I would be horrified by this arrangement. This will pit siblings against each and cause conflict.


ugh. How is a sibling supposed to determine if the irresponsible sibling is spending their money wisely? He could ask for money to fix his car, I could give it to him and he could spend it on hookers. How the heck could I control what a grown man does with money?

If this was a sibling with downs or a serious handicap that's one thing. But please don't put me in charge of babysitting another grown up. Udh.
Anonymous
Can a financial adviser be the manager of the trust? I seriously can not imagine trying to make determinations like that for a grown, independent family member. It just seems really...insulting to them. I understand the good intentions, but how awkward.
Anonymous
Its one thing for someone to give money to a charity that they believe in and another to do it because they are mad or disappointed in a relative. I agree that recommending a trust manager that provides money from the estate for specific purposes (education, down payment on house) and under specific conditions (must attend and graduate college, be employed for a specified period of time) is a good control to see that the money isn't wasted.
Anonymous
On the flip side, some parents in that situation decide that the irresponsible sibling is the one that needs more help and so leaves them ALL the money.
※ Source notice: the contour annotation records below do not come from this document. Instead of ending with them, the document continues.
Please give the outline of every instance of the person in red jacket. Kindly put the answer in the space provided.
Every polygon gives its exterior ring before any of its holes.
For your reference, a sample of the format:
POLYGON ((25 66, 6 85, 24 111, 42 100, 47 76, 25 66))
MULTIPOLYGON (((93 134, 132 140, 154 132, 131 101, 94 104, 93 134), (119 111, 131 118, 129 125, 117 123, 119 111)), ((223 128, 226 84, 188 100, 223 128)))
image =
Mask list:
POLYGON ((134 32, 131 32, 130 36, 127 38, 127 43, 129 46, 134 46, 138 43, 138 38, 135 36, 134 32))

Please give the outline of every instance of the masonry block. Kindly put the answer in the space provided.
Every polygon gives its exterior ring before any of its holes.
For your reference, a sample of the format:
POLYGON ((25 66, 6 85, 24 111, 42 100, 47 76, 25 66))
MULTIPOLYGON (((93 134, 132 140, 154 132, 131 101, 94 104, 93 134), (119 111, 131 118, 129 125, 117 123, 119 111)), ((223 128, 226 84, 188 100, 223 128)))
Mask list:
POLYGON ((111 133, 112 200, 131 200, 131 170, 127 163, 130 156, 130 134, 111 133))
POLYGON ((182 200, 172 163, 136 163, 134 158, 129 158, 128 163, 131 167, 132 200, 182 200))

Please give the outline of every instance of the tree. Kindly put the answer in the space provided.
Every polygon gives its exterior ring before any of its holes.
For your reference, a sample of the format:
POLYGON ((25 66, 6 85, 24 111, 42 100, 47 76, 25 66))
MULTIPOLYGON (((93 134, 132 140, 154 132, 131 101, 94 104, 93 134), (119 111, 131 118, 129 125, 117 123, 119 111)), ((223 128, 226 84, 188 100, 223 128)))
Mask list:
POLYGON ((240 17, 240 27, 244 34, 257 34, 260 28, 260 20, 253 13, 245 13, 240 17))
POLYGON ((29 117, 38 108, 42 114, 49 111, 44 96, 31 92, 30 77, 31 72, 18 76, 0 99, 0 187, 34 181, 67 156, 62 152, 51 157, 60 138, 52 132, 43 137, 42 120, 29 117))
And you wonder why so many people don't have wills....
Anonymous
I used to know some mobsters...
Anonymous
Let me fix that for you:

"My Parents are considering leaving their assets to charity."

How lovely and generous of them! Now go get a job and stop counting other people's money.
Anonymous
Anonymous wrote:If the parents die and do not leave a will, the estate gets divided among the closest kin (along with the tax man). Right? That means the children.

The parents can opt to will their estate to other people or to a charity if they want to. But they would have to actively disinherit their kids by writing a will to exclude them from inheriting anything. That's the part that just seems..hurtful.

I'm trying to think of reasons why I would actively disinherit my own kids if they were reasonably responsible and our relationship was not very bad. And I really can't come up with much.



Rarely. You have to have a really big estate (around $11 million for a couple) before you start to have any tax issues.
Anonymous
Anonymous wrote:On the flip side, some parents in that situation decide that the irresponsible sibling is the one that needs more help and so leaves them ALL the money. And you wonder why so many people don't have wills....


Yep. this is what happened to my DH. The other kids mostly moved past it, but it still rankles him when we visit and he sees his parent's beautiful little house falling into utter disrepair because they somehow still can't afford to keep it up.
Anonymous
Anonymous wrote:
Anonymous wrote:If the parents die and do not leave a will, the estate gets divided among the closest kin (along with the tax man). Right? That means the children.

The parents can opt to will their estate to other people or to a charity if they want to. But they would have to actively disinherit their kids by writing a will to exclude them from inheriting anything. That's the part that just seems..hurtful.

I'm trying to think of reasons why I would actively disinherit my own kids if they were reasonably responsible and our relationship was not very bad. And I really can't come up with much.



Rarely. You have to have a really big estate (around $11 million for a couple) before you start to have any tax issues.


I thought that you had to have a will on file or there would be some sort of chunk taken out by the government. Does the money automatically go to a person's spouse, then children?